Presenter/Interviewer: Huey Fern Tay
Speakers: Ahmad Humam Hamid, sociologist, Syah Kuala University, Aceh; Ali Khan, spokesman, CARE International; Salma Safitri, aid worker, Solidaritas Perempuan
Tay: The Boxing Day tsunami struck on a Sunday when the women were at home looking after the children and their husbands either out working or running errands. Most of the women didn't know how to swim or climb trees – skills that could have helped them survive the forceful waves. As a result, four times as many died in the disaster.
So when it came to food distribution, where women were the usual recipients, it clearly became apparent to Ali Khan a worker with the international aid agency CARE, that a different approach was going to be needed.
Khan: Even when you start looking at food distribution and who is coming to the distributions and who's not, and when you asked where the women were because the preference was to distribute to women, you quickly realised that the women weren't around; and that we were going to be flexible but to also meet the needs.
Tay: So how will your agency change the way you help tsunami survivors in Aceh rebuild their lives?
Khan: The children that have been left behind do need to be socialised into society again so that burden of socialising the children is going to fall on the men, so support systems for men are going to have to increase tremendously. Another aspect of it is also the women survivors, what they have been injuring and suffering. There have been many problems surrounding the aftermath of the tsunami.
Tay: One of those problems are allegations of sexual abuse and harassment in the packed refugee camps, risks increased by the lack of privacy. Local women's group Solidaritas Perempuan says there aren't any signs conditions are improving. Aid worker Salma Safitri explains. Salma: Some refugee camps only have two or three toilets for more than 100 people in those refugee camps and only one of the toilets are closed, I mean have a door. So women can't use the toilet so they wait until dark, until night when dark then they use the toilet. So we make report to the authorities to get help to them.
Tay: Since you've informed the authorities about the conditions, have they done anything about it?
Salma: Well sometimes yes, sometimes no. Too many institutions are willing to work in Aceh but we felt there's not enough coordination between them. In some areas that our military says this is Free Aceh Movement area, the basic needs of the women are difficult to send there.
Tay: Despite aid distribution being impeded by government restrictions on movement Aceh's women are continuing with their lives, taking on the additional responsibility of caring for both the men and children in their neighbourhood. While some of the men are sharing the workload, sociologist Ahmad Humam Hamid from Aceh's Syah Kuala University, says don't count on a total role reversal.

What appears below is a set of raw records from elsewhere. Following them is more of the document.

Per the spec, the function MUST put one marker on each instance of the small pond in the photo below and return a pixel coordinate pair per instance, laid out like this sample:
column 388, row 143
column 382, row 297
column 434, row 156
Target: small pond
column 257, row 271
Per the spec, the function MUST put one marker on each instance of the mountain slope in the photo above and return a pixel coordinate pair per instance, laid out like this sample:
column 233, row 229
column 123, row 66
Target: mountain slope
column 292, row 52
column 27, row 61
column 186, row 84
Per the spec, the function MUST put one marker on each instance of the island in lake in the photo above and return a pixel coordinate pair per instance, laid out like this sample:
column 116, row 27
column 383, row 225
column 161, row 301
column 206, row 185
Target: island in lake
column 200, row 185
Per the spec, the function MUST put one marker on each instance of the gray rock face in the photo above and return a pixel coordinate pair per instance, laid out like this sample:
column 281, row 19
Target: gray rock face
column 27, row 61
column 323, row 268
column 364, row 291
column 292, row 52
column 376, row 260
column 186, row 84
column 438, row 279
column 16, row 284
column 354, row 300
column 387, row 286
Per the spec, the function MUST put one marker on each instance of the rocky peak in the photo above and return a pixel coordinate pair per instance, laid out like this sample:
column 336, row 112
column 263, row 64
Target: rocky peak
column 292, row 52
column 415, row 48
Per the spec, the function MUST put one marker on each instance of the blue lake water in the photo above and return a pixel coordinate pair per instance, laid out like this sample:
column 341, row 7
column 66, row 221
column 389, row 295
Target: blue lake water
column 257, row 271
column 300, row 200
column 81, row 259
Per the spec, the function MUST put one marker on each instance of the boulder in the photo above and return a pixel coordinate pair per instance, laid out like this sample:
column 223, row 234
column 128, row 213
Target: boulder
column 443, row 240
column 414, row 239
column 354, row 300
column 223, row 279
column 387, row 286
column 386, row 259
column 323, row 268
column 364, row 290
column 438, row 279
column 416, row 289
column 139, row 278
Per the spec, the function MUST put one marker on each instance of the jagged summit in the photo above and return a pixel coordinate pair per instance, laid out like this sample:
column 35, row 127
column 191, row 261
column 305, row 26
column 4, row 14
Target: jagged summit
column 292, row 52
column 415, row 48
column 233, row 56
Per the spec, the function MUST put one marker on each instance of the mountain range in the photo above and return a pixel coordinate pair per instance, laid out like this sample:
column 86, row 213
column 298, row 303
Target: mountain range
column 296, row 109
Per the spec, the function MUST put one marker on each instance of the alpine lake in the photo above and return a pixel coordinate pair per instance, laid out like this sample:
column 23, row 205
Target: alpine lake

Humam: In a traditional way all the kids might be sent to the mother of either parents, husbands or wives, but again it is the women who will take care of all of the kids. So don't expect to see a house father.
Tay: So how can this imbalance be corrected?
Humam: I did talk to the villagers whose villages were affected by the tsunami and they lost all their females. And they wanted to build their own village again. And then when I asked them when are they going to get married, you know what they said? They said "we'll ask our wives to go with us", to stay in the husband's village, whereas in the past it could go the other way.